The Houston Waterways for Wildlife Project

Numerous WHC member facilities and nature preserves, including petrochemical members, are located along the Channel and its tributaries of Galveston Bay. The HWWP is designed to develop habitat tracts with significant impact and maximum benefit to wetland, aquatic and upland habitat in the Greater Houston region. The primary criteria for project sites are the acreage, wildlife habitat value and potential for enhancement. The Pilot Site is on St. Mary’s Island where ExxonMobil restored the island from 2 acres to 10, during their pipeline project, creating nesting habitat for threatened migratory shorebirds. The Houston Ship Channel is situated in the primary Gulf Coast portion of the North American Central Flyway, which is the companion program for CCMBC.

The Port of Houston Authority, Texas Environmental Quality Commission-Galveston Bay Estuary Program, Texas Parks and Wildlife Department, U.S. EPA Region 6 and U.S. Fish and Wildlife Service support the project. Important nature conservation supporters are the Armand Bayou Nature Center, Audubon Society of Houston and the Galveston Bay Foundation.

ExxonMobil Wildlife at Work Family Day Program Soars

ExxonMobil Irving Planting
ExxonMobil employees worked with local Cub Scouts and Boy Scouts from the Irving community to plant redbud trees (Cercis canadensis). In the spring, these small trees will grow to 20 to 30 feet with purple blooms.

When ExxonMobil employees started talking about the Eastern Bluebirds they’d seen on the rolling campus of their corporate headquarters, the company took official steps to protect the bluebirds and other wildlife. In 2003, the Irving, Texas-based site became a certified Wildlife at Work habitat through the Wildlife Habitat Council.

Today, 80 percent of the ExxonMobil headquarters’ campus belongs completely to wildlife. Eastern bluebirds live on the property, as do plentiful populations of great blue herons, egrets, red-tailed hawks, turtles and snakes and a wide variety of native Texas plants. 

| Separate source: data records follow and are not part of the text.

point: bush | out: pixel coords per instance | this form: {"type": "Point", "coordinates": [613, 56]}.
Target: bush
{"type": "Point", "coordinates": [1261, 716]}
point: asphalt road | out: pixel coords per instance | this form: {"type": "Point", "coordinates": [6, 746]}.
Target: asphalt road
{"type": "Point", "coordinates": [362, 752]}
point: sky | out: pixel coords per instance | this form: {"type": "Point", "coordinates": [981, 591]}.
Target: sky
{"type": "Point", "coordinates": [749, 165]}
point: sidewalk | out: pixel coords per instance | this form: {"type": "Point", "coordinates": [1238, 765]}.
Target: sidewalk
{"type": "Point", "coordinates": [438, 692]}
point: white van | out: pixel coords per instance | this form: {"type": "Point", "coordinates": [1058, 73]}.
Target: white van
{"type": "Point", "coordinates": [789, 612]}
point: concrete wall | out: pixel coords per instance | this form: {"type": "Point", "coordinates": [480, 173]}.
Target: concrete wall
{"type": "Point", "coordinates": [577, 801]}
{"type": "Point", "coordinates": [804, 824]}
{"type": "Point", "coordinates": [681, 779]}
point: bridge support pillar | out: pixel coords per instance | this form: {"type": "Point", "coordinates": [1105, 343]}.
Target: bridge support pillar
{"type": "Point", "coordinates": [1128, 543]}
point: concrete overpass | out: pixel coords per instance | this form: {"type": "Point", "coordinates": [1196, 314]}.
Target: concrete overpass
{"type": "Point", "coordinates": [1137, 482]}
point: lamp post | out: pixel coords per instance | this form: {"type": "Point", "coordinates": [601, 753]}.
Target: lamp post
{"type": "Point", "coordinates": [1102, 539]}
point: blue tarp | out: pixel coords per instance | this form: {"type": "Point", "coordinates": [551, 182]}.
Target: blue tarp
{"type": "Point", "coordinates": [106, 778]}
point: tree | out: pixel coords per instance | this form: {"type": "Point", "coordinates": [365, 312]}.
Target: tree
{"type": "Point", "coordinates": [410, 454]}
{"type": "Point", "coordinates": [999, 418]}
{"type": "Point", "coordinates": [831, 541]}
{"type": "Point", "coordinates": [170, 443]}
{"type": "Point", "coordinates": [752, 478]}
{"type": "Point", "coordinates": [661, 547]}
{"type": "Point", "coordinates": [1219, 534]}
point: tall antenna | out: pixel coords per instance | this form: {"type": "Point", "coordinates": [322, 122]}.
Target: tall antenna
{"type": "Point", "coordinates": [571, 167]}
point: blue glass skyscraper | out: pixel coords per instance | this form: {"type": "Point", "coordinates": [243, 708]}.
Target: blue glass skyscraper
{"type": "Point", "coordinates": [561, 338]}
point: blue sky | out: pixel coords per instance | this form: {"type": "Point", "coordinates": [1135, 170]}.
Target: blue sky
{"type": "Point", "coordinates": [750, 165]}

Since earning its Wildlife at Work certification from the Wildlife Habitat Council, ExxonMobil has paved a nature trail for employees, developed a bluebird nesting box program increasing the local population of native birds and established an annual Family Day.

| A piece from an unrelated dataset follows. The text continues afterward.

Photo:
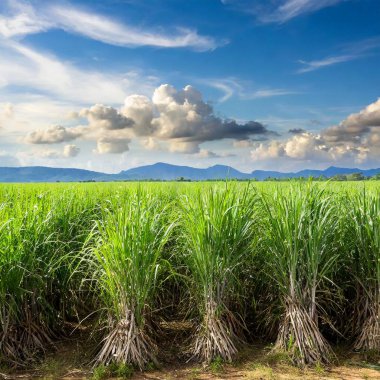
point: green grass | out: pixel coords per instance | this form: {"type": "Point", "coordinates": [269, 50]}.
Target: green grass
{"type": "Point", "coordinates": [283, 260]}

Family Day has become one of the campus’ most popular employee activities, and was created to increase awareness about the company’s surrounding habitat and involve more employees and their families in the conservation program. 

ExxonMobil Irving Sign
The habitat program at the ExxonMobil Irving Headquarters has been WHC certified since 2003.

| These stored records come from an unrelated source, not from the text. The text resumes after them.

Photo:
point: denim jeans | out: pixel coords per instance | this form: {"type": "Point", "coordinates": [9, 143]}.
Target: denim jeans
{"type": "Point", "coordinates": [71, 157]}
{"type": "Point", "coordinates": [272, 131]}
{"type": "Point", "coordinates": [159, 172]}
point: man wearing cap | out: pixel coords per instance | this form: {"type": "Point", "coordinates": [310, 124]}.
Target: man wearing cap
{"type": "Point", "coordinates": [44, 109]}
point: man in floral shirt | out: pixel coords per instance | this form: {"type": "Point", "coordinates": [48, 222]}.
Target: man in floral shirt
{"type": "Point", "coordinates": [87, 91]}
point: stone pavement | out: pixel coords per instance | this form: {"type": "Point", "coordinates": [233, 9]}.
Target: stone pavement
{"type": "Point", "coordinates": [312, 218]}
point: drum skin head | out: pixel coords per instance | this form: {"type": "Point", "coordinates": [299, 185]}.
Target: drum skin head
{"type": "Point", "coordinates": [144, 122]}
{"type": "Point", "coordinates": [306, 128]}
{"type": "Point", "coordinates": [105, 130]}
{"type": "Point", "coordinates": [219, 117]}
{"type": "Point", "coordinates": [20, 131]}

On May 20, 2006, employees and their families gathered for a Saturday of wildlife conservation activities and education. Experts from the Dallas Zoo Conservation, Education and Science department were on hand to talk about wildlife, and local Boy Scouts planted redbud trees. 

"By participating in conservation activities and education programs, ExxonMobil employees and their families not only help to maintain our certification as a wildlife habitat, but also have a hand in helping to sustain our Texas environment," said Sherri Stuewer, vice president of Safety, Health & Environment at ExxonMobil. "We at ExxonMobil are dedicated to preserving our ‘Wildlife at Work Habitat’ because we believe it is essential to protect and enhance the natural beauty and wildlife that makes our campus so unique."

ExxonMobil campuses in Billings, Mont.; Kemmerer, Wyo.; and, on St. Mary’s Island in Houston, Texas also hold Wildlife Habitat Council certification as "Wildlife at Work" habitats.